When it comes to harvesting a wide swath of American music and turning it into something singularly his own, few are more adept than Darrell Scott.

The singer, songwriter (Dixie Chicks, Sam Bush) and multi-instrumentalist’s penchant for amalgamation is in full flower on Live at the Station Inn, a 10-track set that finds Scott barreling through a mix of originals and covers with the help of fiddler Shad Cobb, bassist Bryn Davies and banjo-and-mandolin man Matt Flinner.

The intimate show – so intimate that Scott’s friend Odessa Settles chimes in on background vocals from the audience – kicks off with a rambunctious rendition of Bob Dylan’s “I Don’t Believe You (She Acts Like We Never Have Met)” and it don’t look back for the next hour.

Scott’s own compositions – the swampy blues of “Family Tree;” the clever wordplay of “Helen of Troy, Pa.” – sound perfectly at home next to Joni Mitchell’s “Urge for Going” and Dylan’s “Spanish is the Loving Tongue.”

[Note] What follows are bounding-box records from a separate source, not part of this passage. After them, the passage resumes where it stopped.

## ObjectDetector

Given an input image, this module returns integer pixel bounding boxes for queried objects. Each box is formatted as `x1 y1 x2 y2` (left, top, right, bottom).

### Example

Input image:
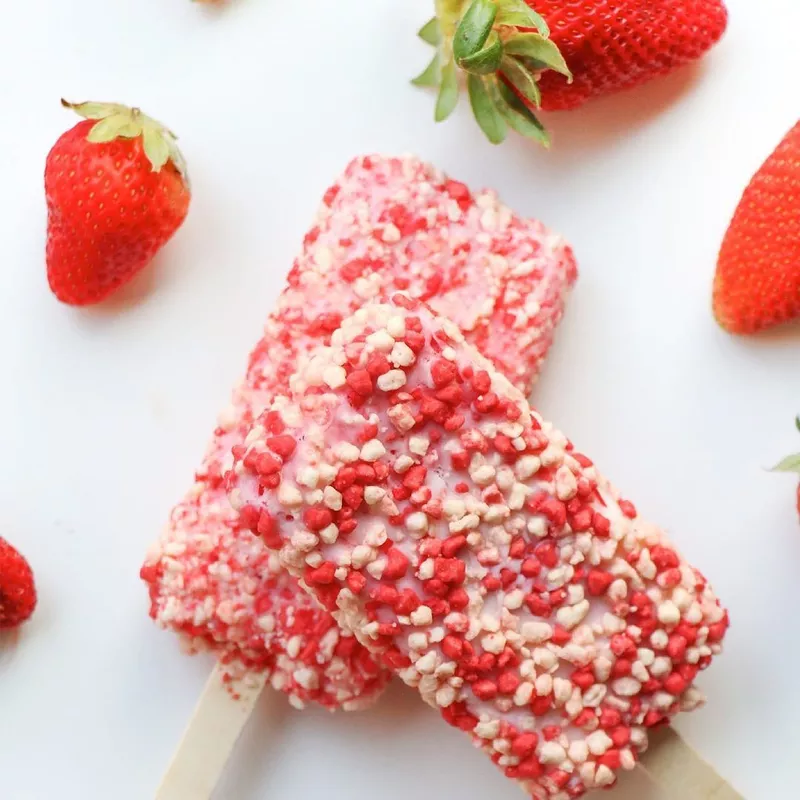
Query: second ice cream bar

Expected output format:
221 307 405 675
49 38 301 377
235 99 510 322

Scott channels James Taylor on “The Open Door” and – given the album was recorded around Christmas last year – he gifts the tiny Nashville audience a bang-up, banjo-driven take on “Hark! The Herald Angles Sing” that suggests the holy emanates from the Bluegrass State. Following this most-religious of numbers with Kris Kristofferson’s wholly secular “Jesus Was a Capricorn,” with Settles’ lively backup vocals providing raspy counterpoint to Scott’s smoother lead, was a masterful stroke – just one of many strewn across Live at the Station Inn.